Так, ситуевина, можно сказать, хреновая. Середина позапрошлого века со всеми неприятными моментами, свойственными тому времени. Вроде бы крепостничество еще не отменено, трудовой народ страдает под лютым ярмом помещиков-самодуров.

- Василиса Егоровна, а до столицы далеко отсюда?

- Тебе до какой? Владимира али Суздаля? Хотя и туда, и сюда на паровозе чуть более суток добираться. Калуцкие мы, под боярином Андроновым проживаем.

- Калужские, - на автомате поправил старушку.

- Ну да, правильно калужские, но тут народ бает по-своему, хоть ты ему кол на голове теши.

- А Москва, как же?

- Хе, Москва… Это ты про городище малое, что в сотне верст отседова? Таки чисто дярёвня глухая, там болотня сплошная, топи непролазные. Грят, нечисти всякой по лесам в тех местах видимо-невидимо. А народишку не бог весть сколько. Хотя клюква оттудова, да всяка друга лесная ягода оченно даже хороши… - неожиданно старушка оборвала свой треп и, вперив в меня взгляд своих водянистых глаз, спросила: - А чой-то ты про Москву спросил, аль припомнил чего?

- Не, бабушка, вообще ничего не помню, даже как меня зовут, - в расстроенных чувствах пролепетал я.

Господи, куда же это меня занесло? Москва – «дярёвня», столицы две – Владимир и Суздаль, царь-анпиратор, боярин какой-то Андронов калуцких земель владыка. Ёптыть! Как бы разобраться во всем этом и не вызвать ненужных подозрений. Впрочем, я пацан несмышленый, еще недавно валялся в горячке, к тому же, память отшибло. Интересно, сколько мне лет и каким образом оказался темной ночью один в лесу неподалеку от жилища местной знахарки? Вопросы, вопросы, а в голове уже круговерть и туман от переизбытка впечатлений.

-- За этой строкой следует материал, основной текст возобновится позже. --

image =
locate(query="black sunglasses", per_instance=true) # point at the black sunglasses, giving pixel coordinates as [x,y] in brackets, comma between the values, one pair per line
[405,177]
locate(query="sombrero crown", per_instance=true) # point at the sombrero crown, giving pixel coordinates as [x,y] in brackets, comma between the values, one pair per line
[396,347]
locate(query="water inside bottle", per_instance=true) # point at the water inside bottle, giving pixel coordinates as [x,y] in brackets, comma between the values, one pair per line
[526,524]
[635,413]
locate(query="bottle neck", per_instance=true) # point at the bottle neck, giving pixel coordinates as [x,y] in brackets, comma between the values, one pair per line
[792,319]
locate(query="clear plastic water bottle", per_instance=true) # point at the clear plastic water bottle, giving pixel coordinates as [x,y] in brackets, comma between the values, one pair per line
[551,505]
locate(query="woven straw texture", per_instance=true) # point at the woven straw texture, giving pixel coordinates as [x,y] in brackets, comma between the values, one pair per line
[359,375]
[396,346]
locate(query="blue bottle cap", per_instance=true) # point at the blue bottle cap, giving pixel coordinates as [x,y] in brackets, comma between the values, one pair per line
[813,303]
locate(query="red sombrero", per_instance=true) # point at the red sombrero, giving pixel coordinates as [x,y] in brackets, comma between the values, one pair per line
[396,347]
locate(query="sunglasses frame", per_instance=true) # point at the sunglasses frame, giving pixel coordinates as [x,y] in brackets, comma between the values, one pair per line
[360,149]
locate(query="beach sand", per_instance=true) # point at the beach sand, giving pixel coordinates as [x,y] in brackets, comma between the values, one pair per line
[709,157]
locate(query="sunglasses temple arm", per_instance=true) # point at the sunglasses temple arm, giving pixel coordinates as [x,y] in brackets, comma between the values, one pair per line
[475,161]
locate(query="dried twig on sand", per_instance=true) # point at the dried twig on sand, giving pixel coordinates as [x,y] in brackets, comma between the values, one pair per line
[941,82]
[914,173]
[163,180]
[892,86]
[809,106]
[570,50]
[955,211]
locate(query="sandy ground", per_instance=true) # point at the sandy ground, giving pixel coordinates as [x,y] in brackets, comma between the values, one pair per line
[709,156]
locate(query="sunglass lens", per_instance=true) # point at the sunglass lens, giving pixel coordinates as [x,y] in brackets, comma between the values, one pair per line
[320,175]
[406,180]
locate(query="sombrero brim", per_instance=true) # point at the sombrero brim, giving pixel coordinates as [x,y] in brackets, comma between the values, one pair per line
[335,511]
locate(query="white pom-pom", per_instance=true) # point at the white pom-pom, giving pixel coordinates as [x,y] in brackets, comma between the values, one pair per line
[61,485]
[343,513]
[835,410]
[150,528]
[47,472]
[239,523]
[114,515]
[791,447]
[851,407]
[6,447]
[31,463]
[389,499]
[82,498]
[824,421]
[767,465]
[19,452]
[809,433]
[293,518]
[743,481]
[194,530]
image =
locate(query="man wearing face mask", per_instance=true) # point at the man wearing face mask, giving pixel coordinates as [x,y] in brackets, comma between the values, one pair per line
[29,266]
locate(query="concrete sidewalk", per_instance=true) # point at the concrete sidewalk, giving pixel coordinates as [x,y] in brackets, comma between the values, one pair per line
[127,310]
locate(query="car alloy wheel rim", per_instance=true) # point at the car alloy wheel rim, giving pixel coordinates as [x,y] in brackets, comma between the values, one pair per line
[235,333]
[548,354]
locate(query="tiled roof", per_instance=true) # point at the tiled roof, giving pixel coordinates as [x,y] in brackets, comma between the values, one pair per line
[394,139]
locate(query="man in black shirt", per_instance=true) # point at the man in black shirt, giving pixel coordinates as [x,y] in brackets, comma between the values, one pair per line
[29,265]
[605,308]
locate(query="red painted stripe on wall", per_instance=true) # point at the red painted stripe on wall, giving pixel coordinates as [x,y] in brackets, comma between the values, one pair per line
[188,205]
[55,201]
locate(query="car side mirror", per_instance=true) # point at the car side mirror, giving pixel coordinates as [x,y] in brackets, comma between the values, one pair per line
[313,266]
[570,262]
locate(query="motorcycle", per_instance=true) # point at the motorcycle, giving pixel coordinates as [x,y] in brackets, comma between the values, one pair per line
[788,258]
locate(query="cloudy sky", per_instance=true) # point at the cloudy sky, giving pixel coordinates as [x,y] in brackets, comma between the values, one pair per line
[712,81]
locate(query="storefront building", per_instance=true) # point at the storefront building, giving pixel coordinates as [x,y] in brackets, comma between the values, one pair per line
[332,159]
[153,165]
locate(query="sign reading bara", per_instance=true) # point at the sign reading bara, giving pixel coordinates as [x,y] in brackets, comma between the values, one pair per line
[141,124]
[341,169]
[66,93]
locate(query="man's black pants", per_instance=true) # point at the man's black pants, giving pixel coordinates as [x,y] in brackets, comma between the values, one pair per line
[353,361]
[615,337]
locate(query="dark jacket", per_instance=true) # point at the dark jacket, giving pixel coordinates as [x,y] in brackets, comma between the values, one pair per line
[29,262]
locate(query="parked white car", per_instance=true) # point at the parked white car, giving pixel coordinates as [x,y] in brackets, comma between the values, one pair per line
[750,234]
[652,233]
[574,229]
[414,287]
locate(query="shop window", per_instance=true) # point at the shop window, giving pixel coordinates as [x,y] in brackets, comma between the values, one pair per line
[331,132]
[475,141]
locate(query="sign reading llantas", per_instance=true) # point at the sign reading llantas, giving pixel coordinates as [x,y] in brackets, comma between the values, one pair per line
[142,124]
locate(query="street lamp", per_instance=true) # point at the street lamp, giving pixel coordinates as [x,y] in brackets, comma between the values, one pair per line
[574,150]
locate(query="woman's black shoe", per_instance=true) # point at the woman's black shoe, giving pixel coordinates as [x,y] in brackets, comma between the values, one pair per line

Егоровна внимательно посмотрела на меня, затем споро метнулась к столу, на котором стоял знакомый чугунок. Быстро зачерпнула из него деревянным ковшом и поднесла к моему рту.

- На-ка выпей, милок. А потом поспишь. Глядь, что-нибудь прояснится в твоей головенке.

Сделал как сказала добрая женщина. И через минуту веки сами по себе смежились, и мое сознание в очередной раз провалилось в беспросветный мрак, полностью лишенный какой бы то ни было информационной составляющей.